Menino Tempo dá um soco na cadeira de rodas e ajeita os óculos
redondos. De tão redonda que é sua cabeça, as hastes estão tortas,
quase quebrando. São bem visíveis porque ele é careca, nem um pêlo
tem naquele cucuruco. Explode:
— Por que todos acham que preciso de ajuda? Não preciso de
ninguém! Ouviu? Ninguém! Giro a roda do tempo sozinho! Se é esse o
motivo da visita, podem ir embora. O Menino Tempo fi xa os olhos no
colar de Samadhi.
— Você achou isso onde?
— Minha mãe me deu.
— Ai...ai. Começou...
— Começou o que? Pergunta Chakra.
— Não vai dar para explicar, porque não sei. Só sei que começou.
Adeus!
— Ok, ok. Vamos conseguir, Samadhi, se você apareceu aqui é
por um bom motivo. Chakra tenta parecer animada enquanto sobe
no Ponteiro Voador. Chegam ao topo com alívio. Samadhi acha ótimo
não ter comido nada até então, senão teria enjoado. A alavanca faz um
clique e fecha a grande abertura.
Seguem o rumo, até Samadhi interromper Chakra.

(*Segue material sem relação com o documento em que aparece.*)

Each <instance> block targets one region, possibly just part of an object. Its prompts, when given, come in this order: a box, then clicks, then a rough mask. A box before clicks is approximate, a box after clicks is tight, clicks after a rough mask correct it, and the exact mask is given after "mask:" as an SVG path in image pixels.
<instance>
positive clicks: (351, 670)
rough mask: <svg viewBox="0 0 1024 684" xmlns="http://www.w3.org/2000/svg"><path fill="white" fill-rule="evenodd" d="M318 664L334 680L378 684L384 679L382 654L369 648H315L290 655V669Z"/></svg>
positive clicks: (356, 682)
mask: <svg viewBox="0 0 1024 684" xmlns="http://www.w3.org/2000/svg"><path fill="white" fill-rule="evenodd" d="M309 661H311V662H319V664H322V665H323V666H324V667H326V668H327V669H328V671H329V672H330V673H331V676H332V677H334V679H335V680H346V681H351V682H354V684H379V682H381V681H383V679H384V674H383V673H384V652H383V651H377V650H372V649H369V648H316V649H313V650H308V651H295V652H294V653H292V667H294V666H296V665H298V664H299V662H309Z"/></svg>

— Estou cansado. Isto não vai levar a lugar algum. E eu nunca
fui muito bom em nada, de repente não tenho talento. Alguém deveria
estar me esperando aqui...
— Como assim?
— Nada não. Lembra-se da carta da mãe, passa a mão no braço,
arde a ferida.
— Se você for esconder coisas de mim não vai dar para
continuar.
— Não estou escondendo nada, é que acabamos de nos con-
hecer, calma.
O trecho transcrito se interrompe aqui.